Stocks in Spain have fallen so much they’re roughly back to the same levels as in March, 2009, during the most gloomy point in the financial crisis. That makes Spain the only big market currently trading at levels that back then turned out to be a brilliant buying opportunity because of the extreme levels of pessimism. Share prices are also down by more than half from their all-time high, reached in late 2007.
Value seems to be building up, too. Spanish business publication elEconomista.es recently noted that stock prices are so depressed that eight of the 10 largest listed companies in the country trade below their book value.
The biggest company on the Spanish market, telecom giant Telefonica SA, has a yield of around 12 per cent, based on last year’s payout. BCE, the equivalent stock on the Toronto market, has a yield of about 5.4 per cent, while Telefonica has the added bonus of offering exposure to Latin America’s rapidly growing telecommunications market.
Even one of the world’s great contrarian investors, Marc Faber, publisher of the Gloom Boom and Doom Report, recently had some moderately kind thing to say about the country, along with some others in beaten down European markets, provided an investor was in a speculative frame of mind.
“If someone really wanted to take speculative positions, he should look to quality non-financial stocks in countries such as Spain, Italy, France, Greece, and so forth,” Mr. Faber told Bloomberg Television.
And despite the thick air of gloom, Mr. Faber thinks there might be a bounce upward in some of these stocks because they’re so oversold. “ I think a rebound is coming,” he said.
The easiest way to play the general trend in the Spanish market is through an ETF, the iShares MSCI Spain Index Fund on the New York Stock Exchange.
But valuations aside, there remain danger signals in the Spanish market, even for the speculative, contrarian investor.
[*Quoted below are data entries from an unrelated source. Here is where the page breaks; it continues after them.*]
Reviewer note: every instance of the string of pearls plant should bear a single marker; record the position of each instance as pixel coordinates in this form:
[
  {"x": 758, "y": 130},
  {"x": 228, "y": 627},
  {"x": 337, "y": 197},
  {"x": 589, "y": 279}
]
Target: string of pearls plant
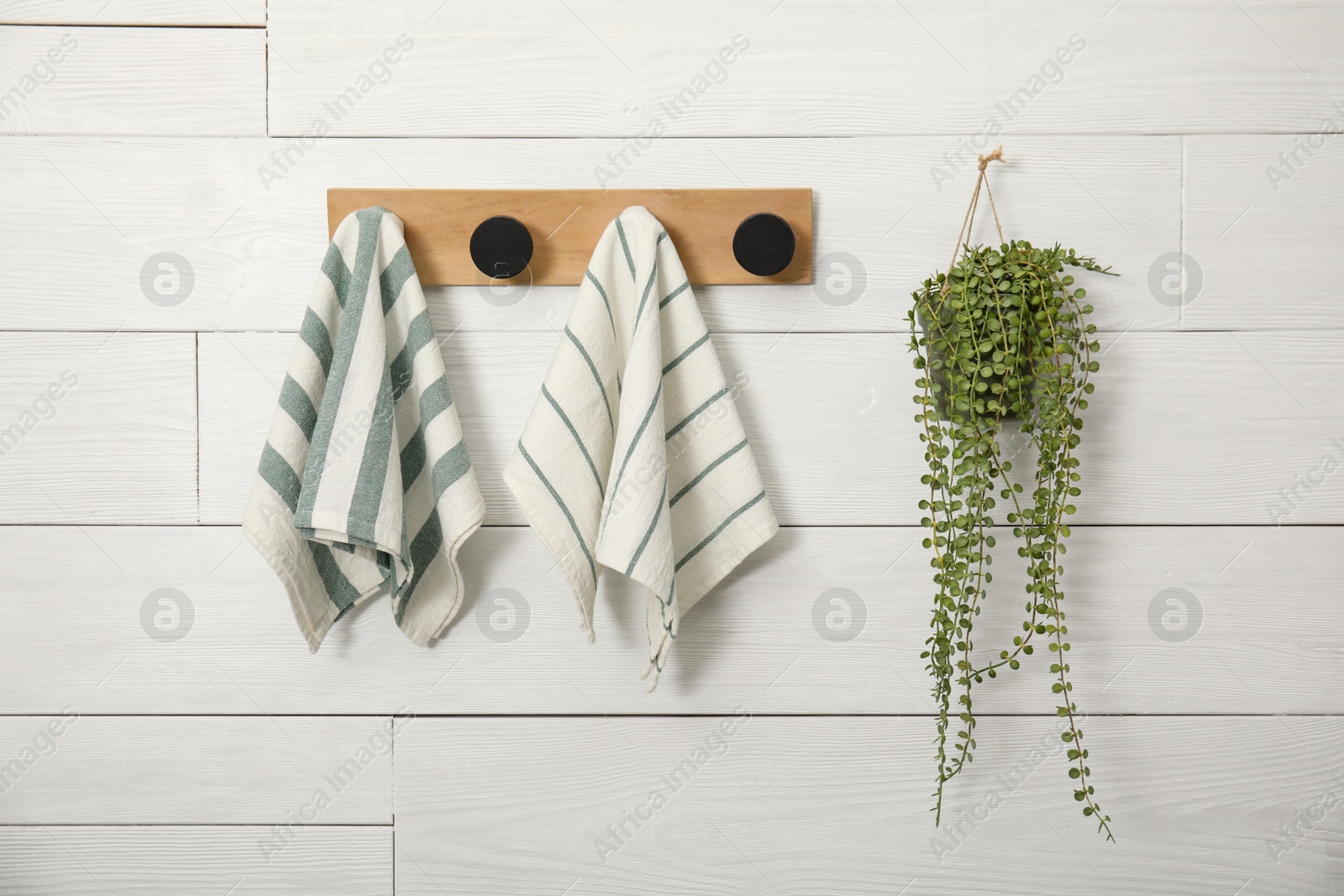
[{"x": 999, "y": 338}]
For those who follow technical analysis, the Spanish market, tracked by the index for its major companies, the IBEX, is flashing a warning sign. Despite their pronounced, recent weakness, Spanish shares haven’t yet broken sharply below the levels reached during the financial crisis three years ago. Under technical analysis, if a chart pattern manages to hold above a significant low point, it’s a bullish sign, but if it falls through, the outlook is negative.
In trading on Tuesday, the IBEX closed at 6,701, more or less matching the 2009 low of 6,703. If the market starts to trade convincingly below the 2009 lows “then really all bets are off and technically we’re looking for further declines,” says Michael Hewson, senior market analyst at CMC Markets in London.
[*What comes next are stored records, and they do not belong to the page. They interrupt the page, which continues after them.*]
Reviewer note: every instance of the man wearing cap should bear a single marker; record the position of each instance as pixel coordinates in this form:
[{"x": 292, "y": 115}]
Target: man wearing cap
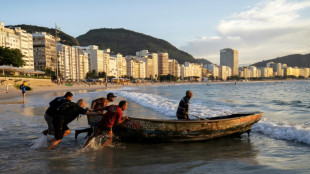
[
  {"x": 97, "y": 104},
  {"x": 182, "y": 112}
]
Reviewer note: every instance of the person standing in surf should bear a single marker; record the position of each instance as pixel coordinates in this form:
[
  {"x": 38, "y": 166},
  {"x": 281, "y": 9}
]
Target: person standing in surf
[
  {"x": 66, "y": 113},
  {"x": 182, "y": 112},
  {"x": 112, "y": 117},
  {"x": 23, "y": 88},
  {"x": 97, "y": 104}
]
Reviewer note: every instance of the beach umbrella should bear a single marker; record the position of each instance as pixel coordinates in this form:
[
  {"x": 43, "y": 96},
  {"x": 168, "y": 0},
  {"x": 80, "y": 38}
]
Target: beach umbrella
[{"x": 6, "y": 67}]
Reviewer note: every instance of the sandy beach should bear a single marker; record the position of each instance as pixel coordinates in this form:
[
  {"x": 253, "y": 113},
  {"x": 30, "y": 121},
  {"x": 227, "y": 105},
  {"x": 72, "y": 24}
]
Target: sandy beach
[{"x": 12, "y": 92}]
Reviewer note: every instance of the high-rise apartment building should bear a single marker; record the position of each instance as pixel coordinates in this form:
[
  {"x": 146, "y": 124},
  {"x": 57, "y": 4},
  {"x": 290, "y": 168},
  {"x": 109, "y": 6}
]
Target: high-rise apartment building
[
  {"x": 230, "y": 58},
  {"x": 163, "y": 64},
  {"x": 19, "y": 39},
  {"x": 44, "y": 51},
  {"x": 96, "y": 58},
  {"x": 173, "y": 66}
]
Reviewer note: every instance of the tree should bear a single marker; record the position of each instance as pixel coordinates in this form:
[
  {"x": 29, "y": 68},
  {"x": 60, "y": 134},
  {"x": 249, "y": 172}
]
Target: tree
[
  {"x": 91, "y": 74},
  {"x": 10, "y": 56},
  {"x": 101, "y": 74},
  {"x": 49, "y": 72}
]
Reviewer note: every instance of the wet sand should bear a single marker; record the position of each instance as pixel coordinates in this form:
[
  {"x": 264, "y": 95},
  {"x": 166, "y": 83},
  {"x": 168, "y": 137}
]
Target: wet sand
[{"x": 12, "y": 92}]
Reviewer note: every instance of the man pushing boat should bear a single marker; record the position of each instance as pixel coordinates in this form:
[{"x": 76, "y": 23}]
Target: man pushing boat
[
  {"x": 99, "y": 103},
  {"x": 182, "y": 112},
  {"x": 113, "y": 116}
]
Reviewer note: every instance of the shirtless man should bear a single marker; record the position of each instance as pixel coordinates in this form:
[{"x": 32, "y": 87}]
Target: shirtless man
[{"x": 97, "y": 104}]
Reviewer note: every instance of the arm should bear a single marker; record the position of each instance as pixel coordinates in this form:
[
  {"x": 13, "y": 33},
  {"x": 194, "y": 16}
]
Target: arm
[
  {"x": 120, "y": 120},
  {"x": 90, "y": 113},
  {"x": 93, "y": 103},
  {"x": 101, "y": 109}
]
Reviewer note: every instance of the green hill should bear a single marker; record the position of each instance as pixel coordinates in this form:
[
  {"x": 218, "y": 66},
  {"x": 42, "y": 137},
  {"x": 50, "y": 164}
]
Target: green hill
[
  {"x": 291, "y": 61},
  {"x": 65, "y": 38},
  {"x": 203, "y": 61},
  {"x": 128, "y": 42}
]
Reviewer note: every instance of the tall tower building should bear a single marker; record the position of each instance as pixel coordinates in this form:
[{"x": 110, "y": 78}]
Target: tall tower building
[
  {"x": 163, "y": 63},
  {"x": 44, "y": 51},
  {"x": 230, "y": 58},
  {"x": 19, "y": 39}
]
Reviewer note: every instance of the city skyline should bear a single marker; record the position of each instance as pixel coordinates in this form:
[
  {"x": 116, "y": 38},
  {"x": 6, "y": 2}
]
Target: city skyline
[{"x": 258, "y": 29}]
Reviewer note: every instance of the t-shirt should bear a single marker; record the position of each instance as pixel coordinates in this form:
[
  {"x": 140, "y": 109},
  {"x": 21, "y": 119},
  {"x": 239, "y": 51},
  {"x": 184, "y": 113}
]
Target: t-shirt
[
  {"x": 113, "y": 115},
  {"x": 182, "y": 111},
  {"x": 70, "y": 111},
  {"x": 54, "y": 104},
  {"x": 23, "y": 88},
  {"x": 66, "y": 113}
]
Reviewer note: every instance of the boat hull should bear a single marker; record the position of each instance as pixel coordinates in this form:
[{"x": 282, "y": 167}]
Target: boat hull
[{"x": 150, "y": 130}]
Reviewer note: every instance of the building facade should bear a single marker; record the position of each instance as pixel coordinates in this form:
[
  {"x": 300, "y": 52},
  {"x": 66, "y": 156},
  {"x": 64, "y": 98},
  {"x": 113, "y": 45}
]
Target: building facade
[
  {"x": 230, "y": 58},
  {"x": 44, "y": 51},
  {"x": 18, "y": 39}
]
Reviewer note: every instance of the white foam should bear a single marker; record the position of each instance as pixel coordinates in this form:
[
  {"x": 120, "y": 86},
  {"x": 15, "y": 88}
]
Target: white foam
[
  {"x": 168, "y": 107},
  {"x": 41, "y": 142},
  {"x": 283, "y": 131}
]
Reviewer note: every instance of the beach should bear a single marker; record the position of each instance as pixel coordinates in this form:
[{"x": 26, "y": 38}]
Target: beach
[{"x": 278, "y": 143}]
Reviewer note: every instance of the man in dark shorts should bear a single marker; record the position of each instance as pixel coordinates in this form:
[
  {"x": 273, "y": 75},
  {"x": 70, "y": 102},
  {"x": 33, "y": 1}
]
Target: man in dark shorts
[
  {"x": 113, "y": 116},
  {"x": 52, "y": 110},
  {"x": 99, "y": 103},
  {"x": 23, "y": 88},
  {"x": 182, "y": 112},
  {"x": 66, "y": 113}
]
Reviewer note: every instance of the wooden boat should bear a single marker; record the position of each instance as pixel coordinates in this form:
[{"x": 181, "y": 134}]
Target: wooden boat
[{"x": 151, "y": 130}]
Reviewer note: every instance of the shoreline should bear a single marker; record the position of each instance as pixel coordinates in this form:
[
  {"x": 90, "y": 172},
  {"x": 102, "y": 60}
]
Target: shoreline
[{"x": 37, "y": 90}]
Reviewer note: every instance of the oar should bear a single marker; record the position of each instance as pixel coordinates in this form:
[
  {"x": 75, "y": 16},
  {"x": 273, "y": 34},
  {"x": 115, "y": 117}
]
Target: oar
[{"x": 197, "y": 117}]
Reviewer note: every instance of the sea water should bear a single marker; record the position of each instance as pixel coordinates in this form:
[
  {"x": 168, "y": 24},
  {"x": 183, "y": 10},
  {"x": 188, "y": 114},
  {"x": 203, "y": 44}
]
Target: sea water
[{"x": 279, "y": 143}]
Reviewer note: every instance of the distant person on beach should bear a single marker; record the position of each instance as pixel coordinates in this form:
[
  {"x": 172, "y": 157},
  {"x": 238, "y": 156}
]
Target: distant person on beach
[
  {"x": 66, "y": 113},
  {"x": 52, "y": 110},
  {"x": 97, "y": 104},
  {"x": 112, "y": 117},
  {"x": 182, "y": 112},
  {"x": 23, "y": 88}
]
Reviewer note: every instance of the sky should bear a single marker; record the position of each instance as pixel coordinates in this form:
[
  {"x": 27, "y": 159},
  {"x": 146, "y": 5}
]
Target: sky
[{"x": 258, "y": 29}]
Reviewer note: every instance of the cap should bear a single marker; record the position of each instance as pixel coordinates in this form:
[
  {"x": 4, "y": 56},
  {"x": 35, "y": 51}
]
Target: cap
[{"x": 111, "y": 95}]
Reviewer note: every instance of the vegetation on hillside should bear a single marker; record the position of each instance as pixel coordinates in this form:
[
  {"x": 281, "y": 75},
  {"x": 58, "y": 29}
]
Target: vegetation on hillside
[
  {"x": 9, "y": 56},
  {"x": 65, "y": 38},
  {"x": 128, "y": 42}
]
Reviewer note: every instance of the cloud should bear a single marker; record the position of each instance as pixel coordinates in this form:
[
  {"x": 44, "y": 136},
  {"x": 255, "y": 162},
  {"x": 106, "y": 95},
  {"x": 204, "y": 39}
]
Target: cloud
[{"x": 268, "y": 30}]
Mr. Hewson is skeptical about the immediate case for buying Spanish stocks, which he compares to “trying to catch a falling knife.” He’d prefer to see the stocks bottom out and then start moving up, calling it a safer way to play the market. Among the sectors of the Spanish market, he’s leery about investing in bank stocks, based on concerns that no one really knows what kind of hit they’ll ultimately have to take from the bursting of the Spanish real estate bubble. “I wouldn’t touch Spanish banks with a barge pole,” he says.
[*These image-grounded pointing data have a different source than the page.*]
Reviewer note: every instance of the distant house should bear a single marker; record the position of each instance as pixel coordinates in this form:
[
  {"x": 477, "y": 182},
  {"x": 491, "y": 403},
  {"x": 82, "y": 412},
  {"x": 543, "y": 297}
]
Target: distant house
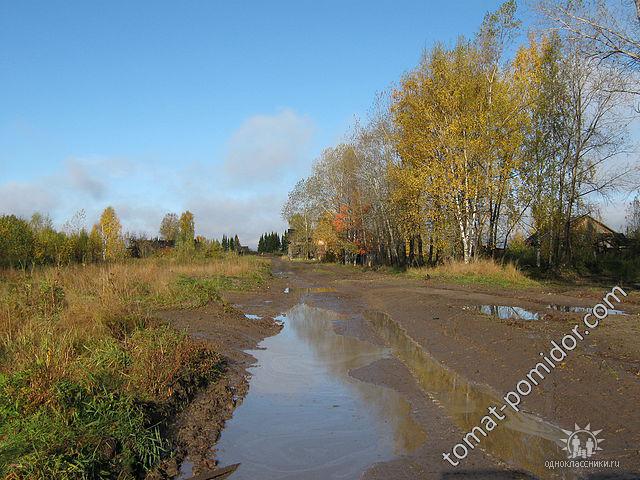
[
  {"x": 603, "y": 237},
  {"x": 298, "y": 245}
]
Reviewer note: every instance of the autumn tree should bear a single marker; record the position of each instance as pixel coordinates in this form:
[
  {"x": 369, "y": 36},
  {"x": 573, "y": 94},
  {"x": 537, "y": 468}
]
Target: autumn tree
[
  {"x": 113, "y": 247},
  {"x": 186, "y": 231},
  {"x": 170, "y": 227},
  {"x": 16, "y": 241}
]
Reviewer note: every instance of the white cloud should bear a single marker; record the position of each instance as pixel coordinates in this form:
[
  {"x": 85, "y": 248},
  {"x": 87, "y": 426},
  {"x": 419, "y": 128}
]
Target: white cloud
[
  {"x": 23, "y": 199},
  {"x": 247, "y": 217},
  {"x": 80, "y": 177},
  {"x": 265, "y": 146}
]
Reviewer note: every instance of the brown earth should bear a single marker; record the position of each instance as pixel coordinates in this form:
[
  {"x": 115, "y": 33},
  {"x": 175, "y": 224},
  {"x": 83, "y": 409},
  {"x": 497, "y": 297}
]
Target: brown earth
[{"x": 597, "y": 383}]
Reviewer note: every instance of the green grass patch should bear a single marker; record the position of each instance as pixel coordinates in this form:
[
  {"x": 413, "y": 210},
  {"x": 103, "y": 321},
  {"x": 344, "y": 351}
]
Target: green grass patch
[{"x": 483, "y": 273}]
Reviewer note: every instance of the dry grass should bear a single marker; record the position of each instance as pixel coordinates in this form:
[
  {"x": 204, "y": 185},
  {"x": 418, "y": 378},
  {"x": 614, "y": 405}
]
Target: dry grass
[
  {"x": 82, "y": 361},
  {"x": 483, "y": 272}
]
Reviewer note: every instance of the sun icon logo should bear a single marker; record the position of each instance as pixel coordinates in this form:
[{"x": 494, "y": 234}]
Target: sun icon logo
[{"x": 582, "y": 442}]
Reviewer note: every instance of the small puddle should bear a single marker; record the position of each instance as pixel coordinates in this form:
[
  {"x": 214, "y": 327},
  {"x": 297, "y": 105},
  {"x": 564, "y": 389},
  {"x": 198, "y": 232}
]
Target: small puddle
[
  {"x": 518, "y": 313},
  {"x": 305, "y": 417},
  {"x": 522, "y": 440},
  {"x": 568, "y": 309},
  {"x": 506, "y": 311}
]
While most investors might try to play the Spanish market through an ETF, some value investors have moved into individual stocks.
Southeastern Asset Management Inc., a U.S. money manager, has taken positions in Ferrovial, owner of London’s Heathrow Airport and Highway 407 in Toronto. Southeastern calls the holdings “two of the best infrastructure assets in the world.”
On the more controversial side, Southeastern also likes ACS, a Madrid-based engineering giant that is one of the world’s largest construction companies. The knock against ACS is that it has high debt levels, but Southeastern said in a recent report to its fund holders that concerns over the ACS’s borrowing are overdone.
There is a big wild card for Spanish investing – the possible breakup of the euro or contagion spreading from Greece. But that has to be balanced against the reality that policy makers in Europe haven’t allowed the continent to slide into chaos and at critical points have always intervened to prevent markets from melting down.